Il piacere dell’attesa

Mi capita molto spesso di trovare persone le cui esigenze sono soddisfatte solo da piante finte. Vogliono piante che non sporcano, sempreverdi e, se possibile,  in fiore tutto l’anno. Credo invece sia doveroso riscoprire l’importanza dell’attesa per un momento meraviglioso e di durata limitata. Un momento di esplosione di bellezza per un tempo maggiormente contenuto.

 

Avere sempre un livello eccellente ci porta ad abituarsi a quel livello e a viverlo quindi come normale, perdendo il piacere di un momento esaltante.

 

Un po’ di anni fa ho progettato una parte di un giardino più vasto creando una stanza di rose.
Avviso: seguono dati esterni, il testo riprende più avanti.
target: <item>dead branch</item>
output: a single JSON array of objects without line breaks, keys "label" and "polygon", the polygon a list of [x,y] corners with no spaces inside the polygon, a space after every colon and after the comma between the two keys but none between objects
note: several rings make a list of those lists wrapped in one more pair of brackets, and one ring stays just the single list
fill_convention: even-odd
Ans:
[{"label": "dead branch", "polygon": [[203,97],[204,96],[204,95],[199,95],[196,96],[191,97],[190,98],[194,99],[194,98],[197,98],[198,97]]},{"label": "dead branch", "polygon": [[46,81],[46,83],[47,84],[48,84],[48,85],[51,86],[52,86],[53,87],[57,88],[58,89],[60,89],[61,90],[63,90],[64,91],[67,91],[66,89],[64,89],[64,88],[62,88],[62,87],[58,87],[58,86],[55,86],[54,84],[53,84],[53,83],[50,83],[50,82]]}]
Alcune di esse erano rose moderne, quindi rifiorenti per molti mesi, mentre altre erano rose antiche, con un’unica magnifica fioritura concentrata nel mese di maggio (parleremo più a fondo di questo tipo di rose nei prossimi numeri).   

 

In particolare, un lato di questa parte di giardino era delimitato da un muro alto sei metri, sul quale ho fatto salire una vite americana e la rosa Albéric Barbier, una rosa wichuraiana dalla bellissima fioritura bianco cremaprofumata.
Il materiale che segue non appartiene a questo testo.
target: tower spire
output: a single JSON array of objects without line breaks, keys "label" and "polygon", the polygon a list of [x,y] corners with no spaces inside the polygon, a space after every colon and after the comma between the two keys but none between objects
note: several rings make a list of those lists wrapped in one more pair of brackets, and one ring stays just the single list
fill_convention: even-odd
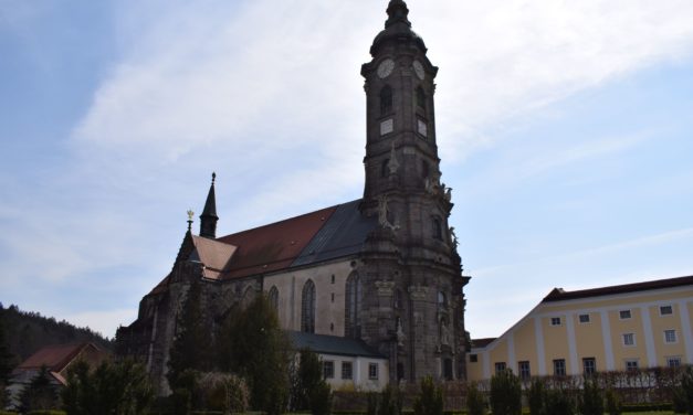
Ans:
[{"label": "tower spire", "polygon": [[200,236],[211,240],[217,237],[217,221],[219,221],[219,216],[217,216],[217,198],[214,195],[216,179],[217,173],[212,172],[212,184],[209,187],[204,209],[200,215]]},{"label": "tower spire", "polygon": [[385,28],[389,28],[396,23],[405,23],[408,28],[411,28],[411,22],[407,19],[409,15],[409,9],[403,0],[390,0],[388,4],[388,20],[385,22]]}]

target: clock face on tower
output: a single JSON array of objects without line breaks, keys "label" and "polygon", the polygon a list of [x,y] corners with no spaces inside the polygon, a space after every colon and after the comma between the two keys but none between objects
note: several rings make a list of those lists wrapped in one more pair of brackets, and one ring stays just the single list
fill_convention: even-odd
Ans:
[{"label": "clock face on tower", "polygon": [[395,68],[395,61],[392,61],[391,58],[387,58],[380,62],[380,65],[378,65],[378,76],[380,78],[386,78],[390,76],[393,68]]},{"label": "clock face on tower", "polygon": [[421,62],[413,61],[411,66],[413,66],[413,72],[417,74],[419,79],[423,81],[423,77],[426,76],[426,72],[423,72],[423,65],[421,64]]}]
Malgrado le rose moderne rendessero fiorito il giardino per gran parte della bella stagione, lo spettacolo della  fioritura primaverile delle rose antiche sommate a quelle moderne era impareggiabile.


Il ciclo delle stagioni veniva così scandito dall’eccezionalità del giardino nel mese di maggio, un mese che i proprietari aspettavano con trepidazione, invitando gli amici a far loro visita per condividere la bellezza dei loro arbusti. Un momento speciale, che ogni anno regalava un’esuberanza di fiori unica ed effimera.